O que isso muda na prática?
Para quem usa serviços de IA (como chatbots, assistentes e ferramentas de produtividade), a melhoria mais perceptível tende a ser indireta: mais capacidade para atender solicitações, maior estabilidade no funcionamento e potencial redução de atrasos no processamento.
Já para empresas e clientes do Google Cloud, a relevância é mais direta. Se limitações de computação já afetaram contratos no passado, chips como o “Frozen v2” podem ajudar a reduzir o risco de gargalos quando há picos de uso ou quando novos modelos sobem de complexidade.
Em termos simples, a infraestrutura importa porque modelos melhores exigem mais recursos. Quando a base computacional não acompanha, o desempenho cai, o custo sobe ou o cronograma de produtos desacelera. O “Frozen v2” entra justamente nessa equação.
Vale também lembrar que a corrida por IA não é só sobre “fazer o modelo mais inteligente”. É também sobre conseguir colocar esse modelo para funcionar em escala, com eficiência e repetibilidade. Um chip especializado pode reduzir o esforço para rodar as mesmas tarefas, o que ajuda tanto o desempenho quanto a sustentabilidade do serviço.
Outra consequência provável é a diversificação do ecossistema. Como o “Frozen v2” não substitui TPUs, ele tende a coexistir com a tecnologia já existente, funcionando como complemento. Isso sugere que, no futuro, diferentes componentes do hardware serão acionados conforme o tipo de tarefa e a versão do Gemini em uso.
Por que agora: computação virou parte do “produto”
O debate em torno de chips secretos e arquiteturas específicas pode soar distante do dia a dia, mas ele aparece na experiência do usuário.
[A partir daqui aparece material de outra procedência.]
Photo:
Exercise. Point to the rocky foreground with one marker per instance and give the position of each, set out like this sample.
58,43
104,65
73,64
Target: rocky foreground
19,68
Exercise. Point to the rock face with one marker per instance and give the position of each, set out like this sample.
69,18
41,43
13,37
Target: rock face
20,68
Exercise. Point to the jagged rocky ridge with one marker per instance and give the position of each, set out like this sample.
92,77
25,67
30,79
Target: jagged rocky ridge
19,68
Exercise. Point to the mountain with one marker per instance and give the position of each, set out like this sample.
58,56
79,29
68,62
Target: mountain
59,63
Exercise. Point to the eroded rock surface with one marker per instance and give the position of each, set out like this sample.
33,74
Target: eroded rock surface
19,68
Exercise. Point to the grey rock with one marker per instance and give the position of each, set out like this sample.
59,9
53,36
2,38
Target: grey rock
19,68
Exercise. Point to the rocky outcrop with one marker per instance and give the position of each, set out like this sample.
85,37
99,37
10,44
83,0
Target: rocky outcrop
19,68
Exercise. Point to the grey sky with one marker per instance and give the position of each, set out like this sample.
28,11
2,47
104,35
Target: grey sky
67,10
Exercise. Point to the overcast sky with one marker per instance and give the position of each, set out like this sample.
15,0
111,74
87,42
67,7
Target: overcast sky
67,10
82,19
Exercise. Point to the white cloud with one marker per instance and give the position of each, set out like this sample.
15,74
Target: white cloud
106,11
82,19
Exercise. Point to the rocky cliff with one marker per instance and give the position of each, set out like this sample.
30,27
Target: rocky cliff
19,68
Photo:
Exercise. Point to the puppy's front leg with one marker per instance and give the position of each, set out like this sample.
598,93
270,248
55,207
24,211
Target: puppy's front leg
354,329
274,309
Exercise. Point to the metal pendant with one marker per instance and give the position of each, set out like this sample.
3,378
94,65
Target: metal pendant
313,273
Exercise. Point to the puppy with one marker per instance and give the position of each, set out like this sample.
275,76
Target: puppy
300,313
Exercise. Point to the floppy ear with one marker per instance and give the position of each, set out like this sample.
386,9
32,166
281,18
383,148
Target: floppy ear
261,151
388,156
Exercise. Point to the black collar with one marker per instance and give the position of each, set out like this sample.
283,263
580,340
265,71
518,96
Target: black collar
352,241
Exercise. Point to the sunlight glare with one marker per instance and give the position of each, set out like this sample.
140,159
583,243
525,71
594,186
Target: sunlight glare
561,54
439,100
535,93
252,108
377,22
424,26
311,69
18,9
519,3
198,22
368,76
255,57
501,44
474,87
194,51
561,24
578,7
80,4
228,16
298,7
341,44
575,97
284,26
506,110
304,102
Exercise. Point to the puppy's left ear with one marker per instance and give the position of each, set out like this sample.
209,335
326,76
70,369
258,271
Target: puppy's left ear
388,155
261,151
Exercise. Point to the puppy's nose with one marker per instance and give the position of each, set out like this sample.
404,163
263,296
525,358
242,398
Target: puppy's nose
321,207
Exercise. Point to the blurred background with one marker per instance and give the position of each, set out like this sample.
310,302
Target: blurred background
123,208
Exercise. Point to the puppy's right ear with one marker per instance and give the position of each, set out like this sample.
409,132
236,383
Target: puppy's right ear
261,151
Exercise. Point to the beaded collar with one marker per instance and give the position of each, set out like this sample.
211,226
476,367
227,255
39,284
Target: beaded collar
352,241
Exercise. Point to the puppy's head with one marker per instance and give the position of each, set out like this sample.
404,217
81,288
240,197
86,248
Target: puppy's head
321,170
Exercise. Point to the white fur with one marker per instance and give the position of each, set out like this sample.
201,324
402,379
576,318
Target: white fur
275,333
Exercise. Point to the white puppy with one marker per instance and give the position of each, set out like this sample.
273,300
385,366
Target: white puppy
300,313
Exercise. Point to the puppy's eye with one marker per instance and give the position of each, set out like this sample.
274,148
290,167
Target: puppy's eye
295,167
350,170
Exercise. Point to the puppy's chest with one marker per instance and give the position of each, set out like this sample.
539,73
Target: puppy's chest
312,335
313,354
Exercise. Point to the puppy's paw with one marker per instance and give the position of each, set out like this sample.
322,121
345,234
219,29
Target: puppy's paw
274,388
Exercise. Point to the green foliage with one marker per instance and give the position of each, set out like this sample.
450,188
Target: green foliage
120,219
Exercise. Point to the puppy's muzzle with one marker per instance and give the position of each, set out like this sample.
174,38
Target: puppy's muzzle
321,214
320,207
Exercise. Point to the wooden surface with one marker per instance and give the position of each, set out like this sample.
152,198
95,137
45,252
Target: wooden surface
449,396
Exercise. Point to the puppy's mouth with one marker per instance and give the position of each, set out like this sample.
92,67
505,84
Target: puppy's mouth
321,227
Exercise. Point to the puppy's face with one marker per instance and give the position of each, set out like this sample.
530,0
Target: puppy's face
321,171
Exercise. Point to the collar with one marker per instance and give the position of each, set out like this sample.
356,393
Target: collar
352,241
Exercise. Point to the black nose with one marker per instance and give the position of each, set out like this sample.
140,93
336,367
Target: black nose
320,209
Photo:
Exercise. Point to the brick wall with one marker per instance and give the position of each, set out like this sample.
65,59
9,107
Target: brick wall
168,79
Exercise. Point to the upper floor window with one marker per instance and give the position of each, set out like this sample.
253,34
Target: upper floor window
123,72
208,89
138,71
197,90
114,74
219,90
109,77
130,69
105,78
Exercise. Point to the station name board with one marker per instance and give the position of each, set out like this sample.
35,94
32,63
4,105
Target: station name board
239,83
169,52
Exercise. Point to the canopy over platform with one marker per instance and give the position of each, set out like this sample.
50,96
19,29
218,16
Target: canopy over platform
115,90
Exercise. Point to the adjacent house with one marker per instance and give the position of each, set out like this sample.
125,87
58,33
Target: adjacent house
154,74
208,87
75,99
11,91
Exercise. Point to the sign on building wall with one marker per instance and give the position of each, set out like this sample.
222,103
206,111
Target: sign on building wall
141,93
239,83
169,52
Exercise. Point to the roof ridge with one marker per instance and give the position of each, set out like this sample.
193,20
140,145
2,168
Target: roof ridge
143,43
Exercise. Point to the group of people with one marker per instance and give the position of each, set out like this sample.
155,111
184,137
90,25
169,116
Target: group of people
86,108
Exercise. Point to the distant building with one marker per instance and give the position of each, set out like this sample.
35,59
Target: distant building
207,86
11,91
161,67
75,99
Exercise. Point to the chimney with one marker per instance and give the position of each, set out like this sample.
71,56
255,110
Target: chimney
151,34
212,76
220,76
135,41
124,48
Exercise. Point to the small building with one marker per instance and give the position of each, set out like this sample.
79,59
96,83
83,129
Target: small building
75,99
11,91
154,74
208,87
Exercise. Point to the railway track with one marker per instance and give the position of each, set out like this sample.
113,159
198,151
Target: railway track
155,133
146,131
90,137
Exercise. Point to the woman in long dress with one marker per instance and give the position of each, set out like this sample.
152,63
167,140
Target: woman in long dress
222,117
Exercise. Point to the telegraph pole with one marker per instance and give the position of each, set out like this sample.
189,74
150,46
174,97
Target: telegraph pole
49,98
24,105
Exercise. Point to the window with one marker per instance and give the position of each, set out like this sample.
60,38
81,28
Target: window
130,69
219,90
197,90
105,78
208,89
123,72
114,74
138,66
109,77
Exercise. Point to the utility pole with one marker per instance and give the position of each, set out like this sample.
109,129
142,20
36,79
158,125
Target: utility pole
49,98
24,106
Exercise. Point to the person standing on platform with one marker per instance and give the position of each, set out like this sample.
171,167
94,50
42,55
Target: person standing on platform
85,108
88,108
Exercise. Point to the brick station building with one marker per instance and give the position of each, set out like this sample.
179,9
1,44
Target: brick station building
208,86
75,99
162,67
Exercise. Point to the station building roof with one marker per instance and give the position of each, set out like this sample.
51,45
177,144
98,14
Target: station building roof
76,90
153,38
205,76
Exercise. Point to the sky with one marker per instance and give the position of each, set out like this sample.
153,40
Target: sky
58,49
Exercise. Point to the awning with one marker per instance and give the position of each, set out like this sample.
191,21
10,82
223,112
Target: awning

Quanto mais avançado o modelo, maior a exigência de processamento por resposta, por usuário e, em muitos casos, por contexto (por exemplo, quando a conversa precisa manter coerência e lidar com mais informações).
Quando uma empresa reduz dependências e melhora eficiência no hardware, ela ganha margem para atender mais solicitações com os recursos disponíveis. Em serviços que dependem de nuvem, essa margem pode ser a diferença entre cumprir expectativas do cliente e enfrentar limitações durante o uso real.
Além disso, a referência também aponta que o Google trabalha em paralelo para aprimorar os modelos. Ou seja: a evolução do Gemini não está isolada da evolução da infraestrutura. A notícia do “Frozen v2” reforça justamente esse ponto: sem capacidade computacional adequada, a performance e a agenda de lançamentos podem travar.
No momento, ainda não há detalhes adicionais na referência sobre datas, disponibilidade comercial ou como exatamente o “Frozen v2” será entregue ao mercado. Por isso, a leitura mais segura é tratar o “Frozen v2” como um sinal do rumo do Google: reforçar a base de hardware para sustentar modelos mais avançados do Gemini e lidar com restrições que já afetaram operações no Google Cloud.
Em resumo: o “Frozen v2” é um novo chip de IA do Google voltado a tornar a execução do Gemini mais eficiente, com integração de elementos do modelo ao hardware, como alternativa às TPUs — uma resposta direta à corrida por desempenho e à necessidade de mais capacidade de computação em escala.